Un altro caso è quello dell’associazione fantasma di Vranje PROUNS, il cui presidente, Zoran Veličković, è diventato anche il socio di maggioranza dell’emittente radio-televisiva Vranje (RTV), acquistando il 60% delle quote. Nel secondo round del bando per la corsa ai finanziamenti pubblici, non solo si è assicurato il doppio dei fondi rispetto l’anno precedente, ma è inoltre riuscito ad acquistare la Tv Bujanovac per la bellezza di un dinaro serbo (0,0008 Euro). Ed è solo il secondo anno che partecipa a questi bandi per ricevere fondi dallo Stato.
Per concludere in bellezza, la maggior parte dei portali della Vojvodina sono stati comprati da Dušan Stupar, ex Direttore Generale della Pubblica Sicurezza di Belgrado e uno dei più grandi finanziatori del Partito Progressista Serbo di Vučić.
Il RAEM (Autorità di regolazione per i media elettronici) può essere definito politicizzato? Perché?
Possiamo dire che il RAEM sia ormai diventato un’istituzione para-statale. Sarebbe dovuto nascere come un organo indipendente volto a regolare la sfera dei media elettronici, ma in realtà è stato politicizzato sin dal principio.
Sintomatico il caso delle ultime elezioni presidenziali, in cui la parzialità con cui sono stati presentati i candidati ha fatto sì che fossero gli stessi cittadini a sporgere denuncia. Invece di mettersi in moto sulla base di queste denunce, il RAEM le ha semplicemente inoltrate alle emittenti televisive per un commento, evitando però di sanzionare le irregolarità.
Una delle costanti, in questa relazione tra lo Stato e i media, è che ormai non ci si preoccupa nemmeno più di insabbiare il reato. Si è così sicuri di non poter essere toccati, che ci si permette di agire alla luce del sole.
La sicurezza dei giornalisti rimane quindi una faccenda seria. Lei e la sua famiglia avete recentemente subito delle minaccie…
Il caso delle minacce di morte nei confronti di mio padre, a causa della mia attività giornalistica, è la prova che lo Stato, se ne ha la volontà, ha tutti i mezzi per risolvere incidenti di questo tipo.
Dopo la prima telefonata intimidatoria, ho contattato immediatamente il Consigliere per i Media del Presidente della Repubblica, per informarla di quanto accaduto. Il Presidente ha chiamato il ministro dell’Interno, il ministro dell’Interno ha chiamato il Capo del Dipartimento per i Crimini e questo ha richiamato me. Tutto questo nel giro di due ore. E una settimana dopo la prima intimidazione, il responsabile della stessa è stato arrestato e messo in custodia cautelare.

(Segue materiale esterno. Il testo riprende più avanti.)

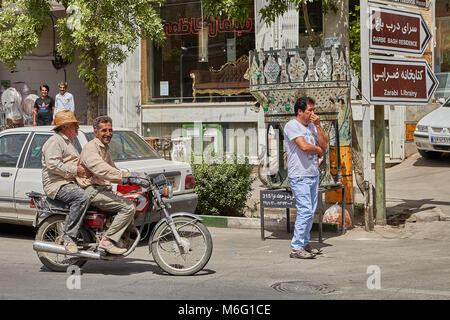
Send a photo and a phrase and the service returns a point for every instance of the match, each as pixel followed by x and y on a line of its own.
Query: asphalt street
pixel 354 266
pixel 390 263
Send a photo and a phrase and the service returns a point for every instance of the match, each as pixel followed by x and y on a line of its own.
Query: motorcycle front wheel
pixel 191 256
pixel 49 231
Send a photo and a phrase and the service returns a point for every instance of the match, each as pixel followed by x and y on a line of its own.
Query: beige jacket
pixel 59 163
pixel 96 158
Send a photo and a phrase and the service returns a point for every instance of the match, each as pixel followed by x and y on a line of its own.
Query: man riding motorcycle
pixel 60 167
pixel 96 157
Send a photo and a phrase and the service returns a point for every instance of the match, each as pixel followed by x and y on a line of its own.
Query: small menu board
pixel 276 199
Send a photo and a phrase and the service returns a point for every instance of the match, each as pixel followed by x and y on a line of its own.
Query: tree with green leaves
pixel 101 32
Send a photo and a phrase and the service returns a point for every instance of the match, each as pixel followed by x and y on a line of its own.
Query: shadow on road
pixel 17 231
pixel 399 213
pixel 443 161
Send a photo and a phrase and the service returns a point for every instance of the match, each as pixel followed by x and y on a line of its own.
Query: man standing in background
pixel 44 108
pixel 64 100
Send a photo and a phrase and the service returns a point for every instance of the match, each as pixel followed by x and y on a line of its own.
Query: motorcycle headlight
pixel 166 192
pixel 421 128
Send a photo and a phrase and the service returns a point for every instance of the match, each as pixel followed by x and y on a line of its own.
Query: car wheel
pixel 430 154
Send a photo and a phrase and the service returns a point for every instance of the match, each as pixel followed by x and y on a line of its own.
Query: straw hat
pixel 64 117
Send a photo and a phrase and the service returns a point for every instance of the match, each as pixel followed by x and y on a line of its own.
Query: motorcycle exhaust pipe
pixel 42 246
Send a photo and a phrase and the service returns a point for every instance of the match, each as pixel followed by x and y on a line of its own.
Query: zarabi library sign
pixel 389 30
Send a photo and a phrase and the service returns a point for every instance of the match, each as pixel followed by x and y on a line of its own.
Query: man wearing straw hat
pixel 60 166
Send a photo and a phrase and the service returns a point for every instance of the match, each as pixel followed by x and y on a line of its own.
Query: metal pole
pixel 380 190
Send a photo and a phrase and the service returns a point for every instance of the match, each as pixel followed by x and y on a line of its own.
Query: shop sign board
pixel 400 81
pixel 397 31
pixel 421 4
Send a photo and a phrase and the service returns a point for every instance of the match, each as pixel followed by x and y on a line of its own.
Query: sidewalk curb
pixel 255 223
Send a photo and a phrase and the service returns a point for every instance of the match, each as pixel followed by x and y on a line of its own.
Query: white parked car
pixel 21 168
pixel 432 134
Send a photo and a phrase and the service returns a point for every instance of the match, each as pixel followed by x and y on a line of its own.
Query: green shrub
pixel 223 188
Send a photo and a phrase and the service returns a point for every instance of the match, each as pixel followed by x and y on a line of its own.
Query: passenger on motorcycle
pixel 97 159
pixel 60 167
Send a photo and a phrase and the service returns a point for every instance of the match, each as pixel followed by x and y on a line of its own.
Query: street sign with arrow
pixel 401 81
pixel 397 31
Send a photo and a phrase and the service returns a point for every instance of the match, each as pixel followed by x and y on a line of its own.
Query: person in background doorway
pixel 44 108
pixel 64 100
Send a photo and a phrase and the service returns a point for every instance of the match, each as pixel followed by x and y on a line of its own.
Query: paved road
pixel 394 263
pixel 243 267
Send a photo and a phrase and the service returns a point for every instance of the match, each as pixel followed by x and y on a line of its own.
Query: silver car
pixel 432 134
pixel 21 168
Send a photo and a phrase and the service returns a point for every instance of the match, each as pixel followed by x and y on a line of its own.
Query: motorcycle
pixel 179 243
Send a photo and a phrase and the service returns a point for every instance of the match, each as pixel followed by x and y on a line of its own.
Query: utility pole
pixel 380 182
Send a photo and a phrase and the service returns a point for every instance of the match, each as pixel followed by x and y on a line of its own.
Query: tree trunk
pixel 315 39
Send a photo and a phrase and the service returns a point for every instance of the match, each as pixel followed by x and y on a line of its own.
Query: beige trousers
pixel 104 199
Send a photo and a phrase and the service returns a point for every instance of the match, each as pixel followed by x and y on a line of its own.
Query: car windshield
pixel 127 145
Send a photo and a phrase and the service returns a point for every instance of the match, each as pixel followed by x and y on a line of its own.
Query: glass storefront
pixel 203 59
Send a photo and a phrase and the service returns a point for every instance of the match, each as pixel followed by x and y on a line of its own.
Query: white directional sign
pixel 403 81
pixel 397 31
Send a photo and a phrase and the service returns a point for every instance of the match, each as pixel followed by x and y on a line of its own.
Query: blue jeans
pixel 305 191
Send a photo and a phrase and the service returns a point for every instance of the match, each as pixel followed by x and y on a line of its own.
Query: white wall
pixel 37 68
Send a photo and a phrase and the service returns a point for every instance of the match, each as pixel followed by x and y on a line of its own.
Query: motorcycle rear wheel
pixel 51 229
pixel 197 247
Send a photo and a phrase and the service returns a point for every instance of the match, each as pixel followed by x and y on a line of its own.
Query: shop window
pixel 202 59
pixel 206 139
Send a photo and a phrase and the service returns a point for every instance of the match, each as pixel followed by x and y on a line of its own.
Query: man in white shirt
pixel 304 142
pixel 64 100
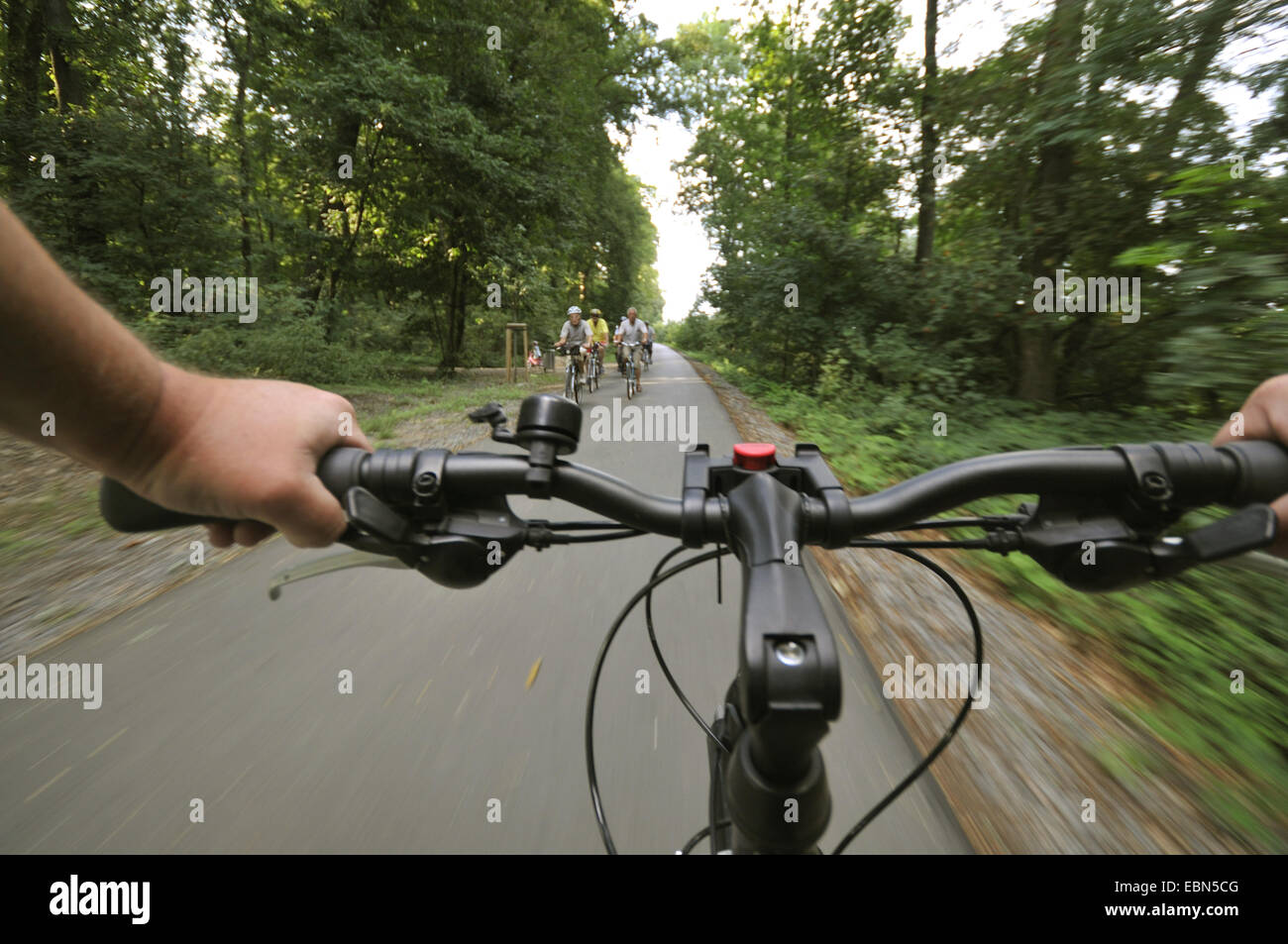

Questo caso non è interessante perché coinvolge me e la mia famiglia, ma per il fatto che il telefono dal quale queste minacce sono state perpetrate era una cabina telefonica; non un telefono che si può seguire e rintracciare. Questa persona non si è presentata a casa di mio padre suonando il campanello, e mio padre non ha avuto la possibilità di guardarlo negli occhi per riconoscerlo. Nonostante questi impedimenti, la polizia ha comunque trovato il modo di arrestare l’individuo. E l’ha fatto in fretta.
Ma se la volontà non c’è, è normale che la situazione rimanga insostenibile: alcuni giornalisti in particolare, tra i quali i nostri poveri colleghi dell’Associazione dei Giornalisti Indipendenti della Vojvodina, Nedim Sejdinović e Dinko Gruhonjić, subiscono quotidianamente minacce e violenze di vario genere, e nessuno sembra preoccuparsene. Credo che il solo Nedim abbia ricevuto 46 minacce nell’ultimo anno: nessuna di queste è stata investigata.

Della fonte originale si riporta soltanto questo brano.